The researcher, Jan Artur Szumski, is the winner of the Innodoktorant scholarship program for innovative doctoral students.

Engineers who design and build aircraft are on a never-ending quest to improve aircraft performance, prevent failures, save fuel and eliminate vibrations that make air travel uncomfortable. Szumski is conducting research that aims to address these and other challenges. His research concerns laws that govern the flow of air through aircraft components.

Szumski is searching for a rule to describe how the air flows through airplane wings and turbine blades. The young scientist is conducting his experimental research under the guidance of Prof. Piotr Doerffer at the Polish Academy Sciences’ Szewalski Institute of Fluid-Flow Machinery in Gdańsk.

The air penetrates Szumski’s models through holes drilled in the models’ walls. The diameter of these holes, their distribution and the angle at which they drilled are all crucial factors because they determine how the air which penetrates a model’s wall interacts with the airflow around the model.

Laws so far derived by researchers studying this field are based on geometrical factors such as the holes’ diameter and the diameter-to-depth ratio. However, the actual geometrical parameters of the holes are difficult to determine. In his approach to the problem, Szumski minimizes the importance of geometrical parameters and instead he made his method rely on differences in the air pressure on either side of the perforated plates he examines. He is also studying the force of the air which penetrates through the plate. In other words, his take on the problem focuses on the airflow rather than the mechanics. Szumski is particularly interested in models involving supersonic airflow speeds.

Szumski cites electricity-generating turbines as an illustration of the practical aspect of his research. “When they produce electricity, the turbines work in increasingly disadvantageous conditions when it comes to the materials they are made of,” Szumski says. “Temperature is the main problem.

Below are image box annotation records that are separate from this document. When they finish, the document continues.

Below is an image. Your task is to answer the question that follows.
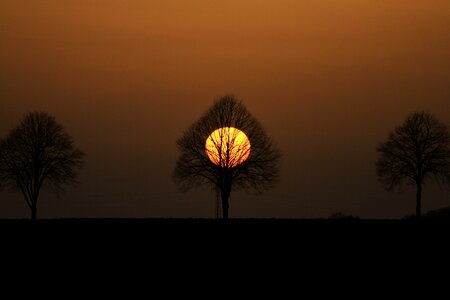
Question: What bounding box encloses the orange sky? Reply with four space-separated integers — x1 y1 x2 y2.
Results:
0 0 450 218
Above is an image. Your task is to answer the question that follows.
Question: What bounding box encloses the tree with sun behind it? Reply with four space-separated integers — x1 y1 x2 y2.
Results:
174 95 281 219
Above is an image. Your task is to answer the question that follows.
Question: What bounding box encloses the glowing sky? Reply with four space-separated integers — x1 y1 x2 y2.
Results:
0 0 450 218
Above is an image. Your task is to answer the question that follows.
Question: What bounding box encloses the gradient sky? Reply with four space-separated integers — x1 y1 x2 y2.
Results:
0 0 450 218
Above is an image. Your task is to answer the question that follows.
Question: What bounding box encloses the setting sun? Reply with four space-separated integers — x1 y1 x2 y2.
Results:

A perforated surface can significantly reduce the temperature of rotating turbine blades, as a result of which the entire machinery can work failure-free for a longer period of time.”

One of the biggest problems faced by the aviation industry is noise. Perforation helps break a strong perpendicular shock wave into a succession of smaller, diagonal waves. As a result, air pressure peaks are split in time and space so that, for example, helicopter rotors produce less noise.

Major aviation problems also include flow separation, that is situations where, in certain conditions, the flow of the air breaks away from the surface of a wing. The spots where flow separation occurs tend to vibrate and flutter, which can put an extreme strain on the aircraft structure. “Flying in a plane that behaves like a car on a bumpy road is hardly enjoyable,” says Szumski. “A perforated surface placed in front of a flow separation area stabilizes such spots and reduces their size.”

According to Szumski, the commercial application of the results of his research should be of interest to the energy sector and the aerospace industry, including aircraft design companies, aviation consortiums, design studios and producers of computational codes employing Computational Fluid Dynamics methods.

The InnoDoktorant program of scholarships for doctoral students is supported by the European Union as part of its Human Capital Operational Program for the 2007-2013 period.